Sunday, December 11, 2016

Where am I?

Sundays are always the same, despite the fact that 38 people were killed in explosions, audible from my apartment, the night before. [An obscure group called the Kurdistan Freedom Falcons has taken credit for the carnage.] This morning, I woke up at 7:30, made a pot of coffee, turned on Camera Obscura (for this moment in my life, Camera Obscura offers the right dreamy allure to get my creative momentum in full swing and help me focus on my work),  and then I drew all morning until my friend Kelley invited me to lunch. She told me that when she heard the explosions, she thought they were thunder. Maybe because I am from Oregon, where it rains all the time, I knew it couldn’t have been thunder. Thunder makes a cracking noise, and these explosions left a resounding rumble. After the eruptions, one right after the other, my neighborhood quieted down, as if everyone outside had looked up at the sky, hoping to see lightning, hoping to feel just one rain drop that might convince them the noise was just thunder, but deep down knowing exactly what it was.

Later that afternoon I filmed a protest from my window. Crowds of people marched down the street and chanted, decrying the attacks on police, I assume. People in Turkey are pitted against each other, and in my experience, some will cast a suspicious eye if they think my views do not align 100% with theirs. Recently, the chief adviser to President Erdogan claimed foreign chefs on Turkish cooking shows were spies. I figure it’s just a matter of time before foreign teachers face the same accusations. People are so quick to point fingers these days, it wouldn’t surprise me. Last week I ate lunch with some Turkish friends and another American who stated that Selahattin Demirtaş, the co-leader of the HDP Kurdish party, was being tortured in jail. The response from our Turkish friends was basically, “Let him be tortured. He’s a traitor.”

It makes me sad to hear anybody condone torture, which is partly why my night on Friday wasn’t as festive as the traditional Turkish dancing, Middle Eastern music, and tambourine playing may have suggested.

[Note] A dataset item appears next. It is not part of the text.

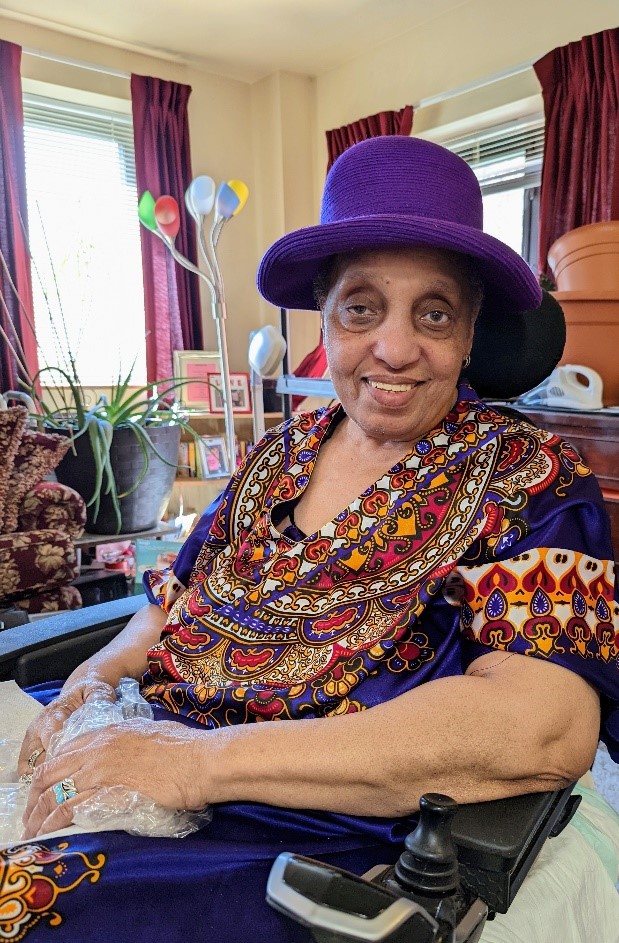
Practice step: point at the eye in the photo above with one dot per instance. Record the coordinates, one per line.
(437, 318)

The only communal synchronized dance I wish to join is the one from the movie “Living Out Loud,” starring Holly Hunter. Oh, and I’d like to have the same backless dress she wore and have the same lithe back with jutting shoulder blades. I worry that with such a polarizing leader soon to take office in the US, Americans will be quick to label each other as traitors and approve of any discrimination and harassment they suffer just because our president-elect insults them on Twitter. Oh wait, that’s already happening.

America and Turkey are becoming more and more alike, merging together like Sunday mornings. Sometimes I can’t tell where I am.